Everything changes for Tom one day when he stops a robbery in his diner with extremely violent consequences.  This triggers the arrival of a group of thugs from Philadelphia led by the horribly disfigured Fogarty (Ed Harris) to arrive in Tom’s town, apparently mistaking him for a violent killer they once knew.

Things spiral out of control from there and it would be unfair to reveal anymore.  Suffice to say, what begins as a gentle skewing of Americana goes in lots of unexpected and gory directions. Cronenberg directs this movie with a deft hand. It is his most nimble and breezy movie in a long time, possibly ever.  He knows exactly when to keep ratcheting up the tension and when to let up a bit. This is a quick 96 minutes. It’s hard to become bored.

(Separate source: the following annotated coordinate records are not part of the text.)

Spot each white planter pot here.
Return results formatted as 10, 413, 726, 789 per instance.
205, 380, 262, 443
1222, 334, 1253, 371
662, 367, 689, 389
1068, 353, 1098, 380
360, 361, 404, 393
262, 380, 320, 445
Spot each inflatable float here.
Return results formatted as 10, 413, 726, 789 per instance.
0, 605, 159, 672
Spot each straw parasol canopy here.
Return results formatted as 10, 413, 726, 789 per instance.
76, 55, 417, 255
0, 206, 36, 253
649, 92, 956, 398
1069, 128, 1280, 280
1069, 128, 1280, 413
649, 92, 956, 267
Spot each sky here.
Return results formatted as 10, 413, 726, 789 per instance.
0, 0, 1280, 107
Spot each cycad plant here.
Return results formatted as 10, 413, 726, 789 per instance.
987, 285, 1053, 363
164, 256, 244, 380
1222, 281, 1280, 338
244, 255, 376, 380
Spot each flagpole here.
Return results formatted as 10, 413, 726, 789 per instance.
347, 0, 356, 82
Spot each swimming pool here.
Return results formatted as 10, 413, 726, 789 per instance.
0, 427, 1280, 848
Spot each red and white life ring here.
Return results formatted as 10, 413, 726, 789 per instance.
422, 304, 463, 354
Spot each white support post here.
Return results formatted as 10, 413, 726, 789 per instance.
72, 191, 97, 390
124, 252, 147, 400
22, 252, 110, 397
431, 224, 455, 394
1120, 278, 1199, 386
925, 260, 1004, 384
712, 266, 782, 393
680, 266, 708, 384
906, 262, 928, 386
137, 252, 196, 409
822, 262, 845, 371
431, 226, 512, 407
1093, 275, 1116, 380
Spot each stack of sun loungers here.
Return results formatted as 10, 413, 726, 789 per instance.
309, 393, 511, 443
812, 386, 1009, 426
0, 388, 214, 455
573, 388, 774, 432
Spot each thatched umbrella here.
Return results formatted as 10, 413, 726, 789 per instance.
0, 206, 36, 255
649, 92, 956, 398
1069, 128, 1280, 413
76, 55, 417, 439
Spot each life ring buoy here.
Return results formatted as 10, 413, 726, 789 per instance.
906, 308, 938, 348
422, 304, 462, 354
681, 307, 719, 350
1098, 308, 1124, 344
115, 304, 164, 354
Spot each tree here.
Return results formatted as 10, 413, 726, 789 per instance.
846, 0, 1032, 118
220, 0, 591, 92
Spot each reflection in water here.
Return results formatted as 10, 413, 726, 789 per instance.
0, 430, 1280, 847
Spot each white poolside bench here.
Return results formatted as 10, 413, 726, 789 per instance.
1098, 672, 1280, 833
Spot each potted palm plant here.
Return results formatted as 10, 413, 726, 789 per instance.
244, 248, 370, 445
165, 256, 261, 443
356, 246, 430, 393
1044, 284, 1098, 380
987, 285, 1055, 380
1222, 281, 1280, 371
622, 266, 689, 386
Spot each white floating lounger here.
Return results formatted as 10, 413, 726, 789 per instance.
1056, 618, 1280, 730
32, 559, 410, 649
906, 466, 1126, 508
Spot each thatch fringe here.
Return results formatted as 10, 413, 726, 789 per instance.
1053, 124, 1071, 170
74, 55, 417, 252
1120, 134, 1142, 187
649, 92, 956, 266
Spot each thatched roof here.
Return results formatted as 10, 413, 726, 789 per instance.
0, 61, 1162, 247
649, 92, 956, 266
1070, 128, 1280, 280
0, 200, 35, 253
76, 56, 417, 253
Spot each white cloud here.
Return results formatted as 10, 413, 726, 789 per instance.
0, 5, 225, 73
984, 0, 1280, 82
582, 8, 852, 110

Cronenberg also coaxes a stellar performance from Mortensen. Much like his character Aragorn in The Lord of the Rings, Mortensen’s Tom Stall is a hero, but as we keep peeling back the layers, we learn there is indeed a lot more to this man.  

The only point where Cronenberg runs into some problems is the ending. At first, it feels a little incomplete. But there is really no other way this movie could have ended. Having not read the source material, I cannot speculate on how this ending holds up to the book, but the movie does a great job of standing up as a complete work on its own.

Only those who are turned off by excessive gore should stay away from A History of Violence. This is a fresh, wholly engrossing motion picture. So anyone looking for something a little different and fun should give this one a try.